Fin dall’inizio della pandemia abbiamo cercato di leggerne gli andamenti cercando di prevedere peggioramenti o miglioramenti della diffusione delle infezioni e Rt prima e Rdt poi sono stati gli indici “bussola” che abbiamo usato orientarci nella direzione da prendere per le contromisure disponibili.
Entrambi esprimono l’accelerazione o decelerazione della diffusione delle infezioni da SARS-CoV-2 con alcune differenze sostanziali di metodo, dato che Rt utilizza i casi di cui è nota data inizio sintomi (e quindi lascia fuori tutti gli asintomatici) e cerca di ricostruire le diverse generazioni di casi in base al tempo seriale e ai tempi di incubazione noti. Rdt invece utilizza tutti casi identificati e ne ricostruisce la serie storica.
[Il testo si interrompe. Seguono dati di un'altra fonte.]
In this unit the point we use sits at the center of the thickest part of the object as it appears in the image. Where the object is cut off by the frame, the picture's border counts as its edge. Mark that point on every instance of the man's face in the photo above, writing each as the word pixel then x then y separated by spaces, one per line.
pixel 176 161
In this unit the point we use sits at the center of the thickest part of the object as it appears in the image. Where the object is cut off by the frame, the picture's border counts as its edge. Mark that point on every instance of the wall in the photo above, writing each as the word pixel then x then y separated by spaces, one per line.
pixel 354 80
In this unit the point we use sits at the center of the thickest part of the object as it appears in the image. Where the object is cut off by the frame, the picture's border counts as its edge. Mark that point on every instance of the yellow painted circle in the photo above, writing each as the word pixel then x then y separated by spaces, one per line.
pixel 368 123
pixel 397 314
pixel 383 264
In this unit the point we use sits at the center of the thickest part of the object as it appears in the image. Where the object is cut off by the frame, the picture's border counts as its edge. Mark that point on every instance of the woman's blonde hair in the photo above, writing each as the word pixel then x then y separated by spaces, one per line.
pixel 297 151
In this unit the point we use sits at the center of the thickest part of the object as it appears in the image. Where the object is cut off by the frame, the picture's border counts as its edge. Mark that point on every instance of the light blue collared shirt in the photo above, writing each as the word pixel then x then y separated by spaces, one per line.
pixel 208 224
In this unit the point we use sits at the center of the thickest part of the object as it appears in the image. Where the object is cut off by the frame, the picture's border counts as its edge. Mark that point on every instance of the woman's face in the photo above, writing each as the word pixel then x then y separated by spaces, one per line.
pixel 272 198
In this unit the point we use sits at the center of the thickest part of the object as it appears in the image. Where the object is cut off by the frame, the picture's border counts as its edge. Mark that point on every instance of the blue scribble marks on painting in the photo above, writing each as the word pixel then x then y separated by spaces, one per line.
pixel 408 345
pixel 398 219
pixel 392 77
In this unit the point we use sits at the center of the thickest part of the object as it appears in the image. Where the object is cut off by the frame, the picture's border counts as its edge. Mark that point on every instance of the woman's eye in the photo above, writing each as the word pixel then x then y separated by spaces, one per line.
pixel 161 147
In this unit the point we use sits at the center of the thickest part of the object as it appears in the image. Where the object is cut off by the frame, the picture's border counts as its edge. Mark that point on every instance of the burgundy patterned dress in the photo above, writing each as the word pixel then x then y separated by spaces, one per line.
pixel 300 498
Comunque, in entrambi, se il risultato è inferiore a 1 il valore è in diminuzione, ma a meno di un’attività di eradicazione in corso, il decremento è destinato a confluire e stabilizzarsi su valori di incidenza costanti nel tempo (e si spera bassi) con occasionali incrementi legati a focolai epidemici localizzati (si spera). Allo stato attuale l’obiettivo di sanità pubblica è quello di assestarci in una situazione di endemia con un numero costante di casi e allora Rdt (e Rt) sarà pari a 1.
Ora il quadro epidemiologico della pandemia è probabilmente in una fase ancora instabile ed è da monitorare, sapendo che una tendenza verso l’unità non necessariamente è foriera di sventure, soprattutto se associata a valori in incidenza bassa. Tuttavia il calcolo degli indici “bussola” è ancora utile. Ad esempio, in base alla stima di Rdt calcolata dal sistema MADE del 4 luglio, la regione Marche registra un aumento di incidenza che, se mantenuto, potrebbe nel giro di 14 giorni sforare la soglia dei 50 casi per 100.000.
L’avvento della variante Delta (che secondo ECDC per fine Agosto rappresenterà il 90% dei SARS-CoV-2 circolanti in UE) rende facilmente prevedibile un aumento delle infezioni nella ampia platea dei suscettibili, giovanissimi non vaccinati e meno giovani ancora non vaccinati completamente. Inoltre anche per i vaccinati con due dosi (che attualmente sono un terzo della popolazione nazionale) l’efficacia sembra attestarsi all’80%, lasciando comunque fuori un 20% di potenziali almeno parziali suscettibili. Un aumento dei casi è quindi molto probabile che ci sarà, ma il livello di allarme deve essere calibrato sulla frequenza di casi gravi e decessi che devono essere ridotti a valori minimi ed è su questi eventi che va mantenuta l’attenzione e prese le contromisure.
La priorità attuale è proteggere il più possibile i soggetti vulnerabili e comunque la popolazione adulta di età oltre i 60 anni e coloro che l’attività che svolgono sono a maggior rischio di contagiarsi e contagiare (sanitari, personale scolastico, etc) concludendo il ciclo di vaccinazione con due dosi e non disperdere le risorse e i vaccini disponibili nella vaccinazione dei giovanissimi, dove l’infezione circolerà più estesamente, ma con meno danni, e per i quali non è definito un obiettivo di salute raggiungibile prima dell’inizio del prossimo anno scolastico.
Insomma, una nuova ondata è altamente prevedibile, ma il suo impatto dovrebbe essere completamente diverso dalle precedenti.
Nel frattempo leggere i dati è vitale ed anzi la sorveglianza in ogni singola regione e PA andrebbe arricchita da analisi tempestive sulle caratteristiche dei casi e sui focolai epidemici per valutare i margini di prevenzione disponibili.